A Kibumba, comme d’autres villages situés dans les zones de conflit, les infrastructures publiques, plus particulièrement les écoles et les bureaux de l’Etat, ont subi des dommages collatéraux suite aux combats et à la présence des rebelles.
Plusieurs autres personnes interrogées dans les zones cédées par les rebelles et actuellement sous le contrôle des contingents de la Force régionale de la Communauté d’Afrique de l’Est (EAC) ont fait mention d’exactions par les rebelles du M23 lors des combats avec l’armée congolaise.
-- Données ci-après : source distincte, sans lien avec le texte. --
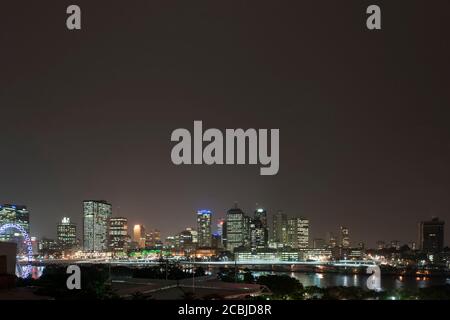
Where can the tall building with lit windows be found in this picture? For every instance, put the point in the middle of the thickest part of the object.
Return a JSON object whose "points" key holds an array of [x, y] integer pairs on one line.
{"points": [[118, 235], [431, 235], [298, 233], [345, 237], [66, 234], [14, 214], [96, 214], [235, 228], [139, 235], [204, 228], [280, 228]]}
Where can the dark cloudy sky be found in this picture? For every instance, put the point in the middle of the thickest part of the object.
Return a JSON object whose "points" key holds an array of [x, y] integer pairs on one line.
{"points": [[363, 116]]}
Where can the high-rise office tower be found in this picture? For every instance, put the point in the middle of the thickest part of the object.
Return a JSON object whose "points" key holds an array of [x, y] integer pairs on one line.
{"points": [[319, 243], [298, 232], [187, 239], [331, 240], [204, 228], [258, 235], [96, 214], [153, 238], [431, 235], [15, 214], [345, 237], [67, 234], [280, 228], [235, 228], [261, 215], [220, 226], [139, 235], [118, 235]]}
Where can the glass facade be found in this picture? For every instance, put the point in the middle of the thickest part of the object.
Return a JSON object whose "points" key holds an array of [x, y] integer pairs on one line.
{"points": [[96, 216]]}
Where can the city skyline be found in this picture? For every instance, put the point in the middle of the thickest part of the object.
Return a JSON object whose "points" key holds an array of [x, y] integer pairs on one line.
{"points": [[362, 115], [336, 233]]}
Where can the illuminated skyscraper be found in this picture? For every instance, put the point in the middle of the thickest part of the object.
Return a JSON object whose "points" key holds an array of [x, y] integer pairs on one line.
{"points": [[14, 214], [431, 235], [261, 215], [345, 237], [298, 233], [204, 228], [280, 228], [96, 214], [118, 235], [153, 238], [235, 228], [259, 233], [67, 234], [139, 235]]}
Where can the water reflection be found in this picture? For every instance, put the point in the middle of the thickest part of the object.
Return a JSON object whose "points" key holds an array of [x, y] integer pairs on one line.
{"points": [[388, 282]]}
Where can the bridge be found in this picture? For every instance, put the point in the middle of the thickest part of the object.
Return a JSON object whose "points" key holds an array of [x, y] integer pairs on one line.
{"points": [[144, 262]]}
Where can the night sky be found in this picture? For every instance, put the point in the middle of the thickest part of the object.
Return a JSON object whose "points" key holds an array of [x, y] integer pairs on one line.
{"points": [[363, 116]]}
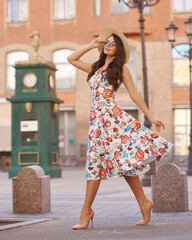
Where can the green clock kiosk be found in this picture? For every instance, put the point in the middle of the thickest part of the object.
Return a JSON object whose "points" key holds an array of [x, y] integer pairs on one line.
{"points": [[35, 117]]}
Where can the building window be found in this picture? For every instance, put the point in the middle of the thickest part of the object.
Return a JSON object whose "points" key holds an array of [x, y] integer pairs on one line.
{"points": [[181, 77], [66, 74], [97, 8], [64, 9], [119, 7], [67, 137], [147, 10], [13, 57], [17, 11], [181, 131], [182, 6], [132, 65]]}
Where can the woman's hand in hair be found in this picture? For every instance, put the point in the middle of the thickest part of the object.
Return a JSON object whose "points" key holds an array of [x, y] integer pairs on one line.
{"points": [[158, 123], [96, 43]]}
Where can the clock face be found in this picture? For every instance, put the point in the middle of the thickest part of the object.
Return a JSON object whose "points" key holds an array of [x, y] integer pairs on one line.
{"points": [[30, 80], [51, 81]]}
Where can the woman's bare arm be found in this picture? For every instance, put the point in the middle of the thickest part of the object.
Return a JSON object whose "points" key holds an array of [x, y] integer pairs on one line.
{"points": [[137, 99], [74, 58]]}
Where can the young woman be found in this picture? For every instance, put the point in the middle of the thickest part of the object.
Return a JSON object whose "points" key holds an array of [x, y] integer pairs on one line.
{"points": [[118, 145]]}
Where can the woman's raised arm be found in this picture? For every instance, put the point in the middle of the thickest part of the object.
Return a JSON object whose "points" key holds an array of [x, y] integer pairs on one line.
{"points": [[74, 58], [138, 100]]}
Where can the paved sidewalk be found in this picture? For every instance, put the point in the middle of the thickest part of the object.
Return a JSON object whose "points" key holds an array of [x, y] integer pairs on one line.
{"points": [[116, 212]]}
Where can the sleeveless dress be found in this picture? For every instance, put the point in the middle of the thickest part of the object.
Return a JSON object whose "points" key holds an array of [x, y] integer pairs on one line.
{"points": [[118, 144]]}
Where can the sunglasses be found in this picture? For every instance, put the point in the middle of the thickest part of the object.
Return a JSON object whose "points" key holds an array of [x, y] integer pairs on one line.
{"points": [[110, 44]]}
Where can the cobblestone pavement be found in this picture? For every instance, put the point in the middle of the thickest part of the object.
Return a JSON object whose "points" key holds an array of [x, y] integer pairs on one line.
{"points": [[116, 212]]}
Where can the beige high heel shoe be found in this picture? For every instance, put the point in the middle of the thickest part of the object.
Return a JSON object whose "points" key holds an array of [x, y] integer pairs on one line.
{"points": [[143, 222], [79, 227]]}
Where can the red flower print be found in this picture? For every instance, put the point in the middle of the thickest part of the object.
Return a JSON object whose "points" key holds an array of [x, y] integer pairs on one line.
{"points": [[102, 173], [109, 165], [108, 123], [117, 110], [115, 130], [109, 139], [103, 73], [154, 135], [124, 139], [107, 93], [162, 151], [93, 148], [96, 133], [117, 155], [101, 118], [153, 150], [135, 124], [158, 157], [142, 141], [139, 155], [97, 94], [99, 104], [146, 137], [93, 115]]}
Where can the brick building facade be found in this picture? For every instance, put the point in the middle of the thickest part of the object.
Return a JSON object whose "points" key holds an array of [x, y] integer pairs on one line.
{"points": [[66, 25]]}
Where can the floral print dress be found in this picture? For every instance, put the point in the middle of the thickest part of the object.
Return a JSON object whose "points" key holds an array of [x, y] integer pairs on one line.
{"points": [[118, 145]]}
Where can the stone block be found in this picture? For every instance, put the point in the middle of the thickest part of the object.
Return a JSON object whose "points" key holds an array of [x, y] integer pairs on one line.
{"points": [[170, 189], [31, 191]]}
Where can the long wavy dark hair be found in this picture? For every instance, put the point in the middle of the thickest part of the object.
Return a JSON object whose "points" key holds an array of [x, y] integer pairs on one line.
{"points": [[114, 69]]}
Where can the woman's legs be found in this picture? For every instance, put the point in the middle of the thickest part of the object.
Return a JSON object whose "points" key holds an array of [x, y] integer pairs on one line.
{"points": [[91, 191], [144, 203]]}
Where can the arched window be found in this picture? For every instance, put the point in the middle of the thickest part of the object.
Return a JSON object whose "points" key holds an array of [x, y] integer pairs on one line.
{"points": [[180, 66], [132, 64], [13, 57], [64, 9], [182, 6], [66, 73], [17, 11], [119, 7]]}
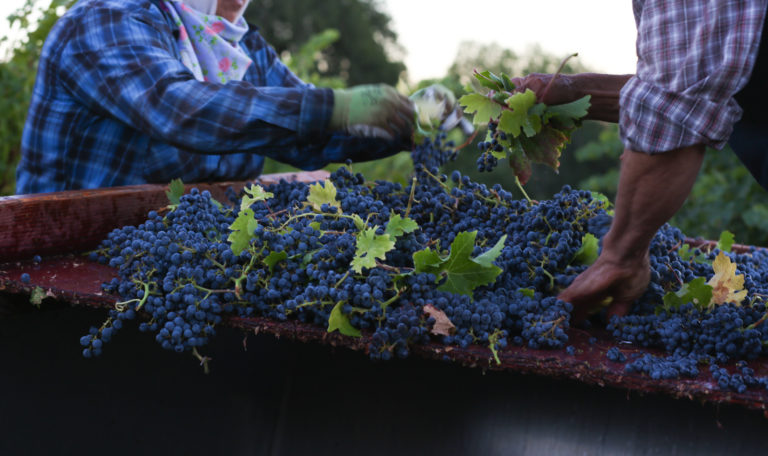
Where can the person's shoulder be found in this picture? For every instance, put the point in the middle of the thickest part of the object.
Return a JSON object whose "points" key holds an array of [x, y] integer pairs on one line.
{"points": [[114, 8]]}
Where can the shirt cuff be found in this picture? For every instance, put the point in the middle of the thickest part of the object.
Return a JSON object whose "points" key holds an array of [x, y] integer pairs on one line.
{"points": [[654, 120], [316, 108]]}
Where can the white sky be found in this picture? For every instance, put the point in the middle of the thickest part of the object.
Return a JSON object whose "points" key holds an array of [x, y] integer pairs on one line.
{"points": [[601, 31]]}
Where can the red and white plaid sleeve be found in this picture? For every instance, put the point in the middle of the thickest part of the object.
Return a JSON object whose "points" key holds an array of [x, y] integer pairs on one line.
{"points": [[693, 56]]}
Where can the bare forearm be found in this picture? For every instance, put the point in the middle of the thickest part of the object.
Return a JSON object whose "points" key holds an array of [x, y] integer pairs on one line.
{"points": [[651, 190], [604, 90]]}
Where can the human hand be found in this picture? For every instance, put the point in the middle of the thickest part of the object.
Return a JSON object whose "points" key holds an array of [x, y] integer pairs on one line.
{"points": [[608, 284], [375, 110], [550, 92]]}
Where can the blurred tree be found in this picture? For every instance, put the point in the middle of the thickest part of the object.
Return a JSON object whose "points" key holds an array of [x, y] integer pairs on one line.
{"points": [[17, 76], [367, 46]]}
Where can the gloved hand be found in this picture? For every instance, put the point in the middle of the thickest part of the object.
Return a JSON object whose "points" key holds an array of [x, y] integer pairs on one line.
{"points": [[436, 107], [372, 111]]}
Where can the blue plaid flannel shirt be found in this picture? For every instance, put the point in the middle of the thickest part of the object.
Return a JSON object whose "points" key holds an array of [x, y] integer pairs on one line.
{"points": [[114, 105]]}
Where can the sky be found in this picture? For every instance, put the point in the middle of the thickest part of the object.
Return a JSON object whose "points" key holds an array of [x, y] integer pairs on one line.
{"points": [[601, 31]]}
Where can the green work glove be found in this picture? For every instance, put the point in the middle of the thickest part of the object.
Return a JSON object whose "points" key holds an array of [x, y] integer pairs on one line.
{"points": [[372, 111]]}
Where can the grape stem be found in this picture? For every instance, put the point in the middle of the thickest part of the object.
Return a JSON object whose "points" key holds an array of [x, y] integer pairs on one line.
{"points": [[555, 75]]}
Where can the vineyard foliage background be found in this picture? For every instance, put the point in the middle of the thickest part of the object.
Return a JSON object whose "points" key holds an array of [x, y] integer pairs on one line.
{"points": [[352, 42]]}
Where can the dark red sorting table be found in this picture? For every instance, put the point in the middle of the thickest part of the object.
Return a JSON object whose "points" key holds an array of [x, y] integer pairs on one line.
{"points": [[60, 227]]}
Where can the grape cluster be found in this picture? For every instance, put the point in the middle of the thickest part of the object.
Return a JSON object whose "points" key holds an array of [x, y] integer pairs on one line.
{"points": [[487, 161]]}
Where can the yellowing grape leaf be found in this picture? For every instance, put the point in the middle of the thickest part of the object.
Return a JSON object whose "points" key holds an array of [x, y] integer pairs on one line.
{"points": [[726, 285], [443, 325], [483, 107], [726, 241], [324, 193], [370, 246]]}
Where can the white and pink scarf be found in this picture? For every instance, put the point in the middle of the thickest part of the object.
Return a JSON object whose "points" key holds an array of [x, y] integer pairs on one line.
{"points": [[209, 44]]}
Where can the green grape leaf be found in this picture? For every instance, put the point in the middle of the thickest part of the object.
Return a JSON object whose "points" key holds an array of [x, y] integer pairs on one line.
{"points": [[174, 192], [253, 194], [587, 254], [697, 292], [508, 85], [569, 113], [481, 106], [37, 296], [511, 122], [726, 241], [320, 194], [273, 258], [397, 226], [242, 231], [489, 80], [461, 272], [545, 147], [359, 222], [370, 246], [487, 258], [339, 321]]}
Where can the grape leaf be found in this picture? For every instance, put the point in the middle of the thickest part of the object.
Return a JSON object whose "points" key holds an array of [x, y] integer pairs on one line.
{"points": [[462, 273], [697, 292], [242, 231], [397, 226], [339, 321], [273, 258], [37, 296], [545, 147], [370, 246], [481, 106], [588, 252], [489, 256], [320, 194], [490, 80], [726, 285], [443, 325], [253, 194], [726, 241], [174, 192], [511, 122], [508, 85]]}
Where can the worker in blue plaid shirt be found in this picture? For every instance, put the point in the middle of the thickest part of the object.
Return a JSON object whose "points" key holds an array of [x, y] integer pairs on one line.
{"points": [[700, 82], [137, 91]]}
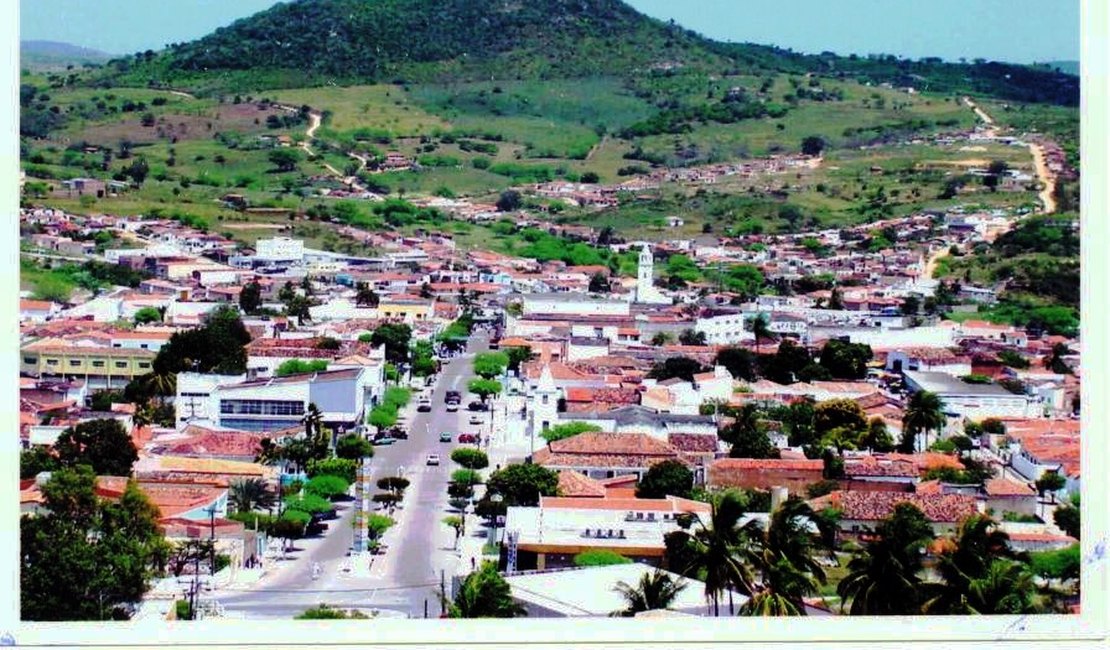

Des groupes armés locaux présents dans les zones de conflit sont aussi accusés par plusieurs organisations nationales et internationales, dont l’ONU, d’y avoir commis des exactions graves contre la population civile.
Depuis le début du déploiement de la Force régionale de l’EAC, quatre pays ont déjà envoyé des troupes sur le terrain en RDC, à savoir l’Ouganda, le Kenya, le Burundi et le Soudan du Sud, couvrant ainsi la totalité des zones jadis occupées par les rebelles du M23.
Les combats entre l’armée congolaise et le M23, qui ont repris début 2022, ont poussé des milliers des personnes à fuir leur domicile pour trouver refuge dans les camps des déplacés situés en périphérie de Goma.